Funding needed for further restoration! 
the We are presently seeking funding to continue this restoration project on Sandy Key. Plans are being put in place now for a trip later in 2016 to return to the small island to continue what was started and ensure the trees don't simply come back undoing all the good work that has been done to date.  

Please visit the donation page because you can make a difference!  

Thank you again Rufford Foundation in 2012...
In the spring of 2012 GICS again sent several individuals out to Sandy Cay to continue this critical work to reverse the effects of the invasive Australian Pine. A key accomplishment on this trip was the removal of all of the largest trees meaning a chain saw will not be needed on future trips! (A tremendous hassle when you consider bringing too much toothpaste on board an airplane can land you in trouble with the TSA, try bringing on a chainsaw!) 

Rufford Foundation comes to our aid in 2011...
GICS sent 4 people out to Sandy Cay in May 2011 to access work done in 2009 and continue the work on eradicating this invasive species.  The effort was very successful eradicating over 90% of the invasive Australian Pine. 


Australian Pine Removal Project
Sandy Cay, Bahamas  
Ongoing Project
The Issue with Invasive Species

On a small island it doesn't take long for an aggressive species, plant or animal, to take over and upset the natural balance.  In this case we are talking about a very aggressive tree species known as the Australian Pine, Casuarina species.  Growing at a rate of 5-10 feet per year (up to 100')  they quickly displace native plants leaving native animals without their natural food source.  On a small island this can mean extinction for such fragile species.  So aggressive - it is illegal to posses the species anywhere in the state of Florida with the intent to plant or sell.  Originally introduced in Florida as strong, resilient, wind breaks and cheap landscaping - Florida eventually woke up to the fact that they were taking over.

Resistant to salt spray the Australian Pine thrives on these small Bahaman islands.  Their shallow root system makes them especially susceptible to wind damage while also upsetting the nesting grounds for sea turtle species.  On Sandy cay we are seeing the displacement of the Sea Grape, a food source vital to the future of the endangered native iguana populations.  Theories vary for how they came to the islands from costal winds carrying the seed from Florida, the seas carrying whole plants dumped once outlawed in Florida to intentionally planted for the same reasons Florida residents originally sought them out.

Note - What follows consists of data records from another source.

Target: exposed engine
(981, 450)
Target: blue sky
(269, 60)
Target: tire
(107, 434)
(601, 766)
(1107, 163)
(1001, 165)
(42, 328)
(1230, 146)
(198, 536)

Eradicating the Australian Pine is no easy task. Any trace of the plant left behind will repopulate the island in a matter of years to where your original efforts can't be found. You must always include a plan to follow up and continue to monitor the island to ensure any level of success in the long term. 

Thanks to Your Generous Donations GICS is pushing back against the Australian Pine Invasion
Edgar Fortune, Ricky Escobar and horticulturist Dave Bobbroff spent 7 days on Sandy Cay in June 2009 on a restoration effort cutting down the invasive Australian pine   

Note the deluxe accommodations that await you on a deserted island... 

The trees were deliberately planted on neighboring islands by residents looking for an effective screen against the winds, Australian Pine has a deserving reputation as a very hardy and effective plant for this purpose however residents are finding out the hard way what many communities already know - like the kudzu vine it's an invasive species that once given a chance to take hold can be very difficult to remove.

The largest trees were the easiest to remove as they were simply cut 6" above the ground and working quickly garlone (a very effective herbicide) is applied, drawn into the wound and fed directly to the root to ensure the tree does not return. 
The smaller trees took much more effort due to sheer numbers however armed with loppers, hand saws and garlone progress was made.  Future efforts will be necessary to continue the battle against the Australian Pine and GICS will be there with saws in hand. 
The trees, branches and boughs were piled on the beach and burned to the sand in an effort to keep them from coming back once removed.  It's a long hard battle but one that needs to be fought on behalf of the inhabitants, both flora and fauna, of these remote and fragile islands.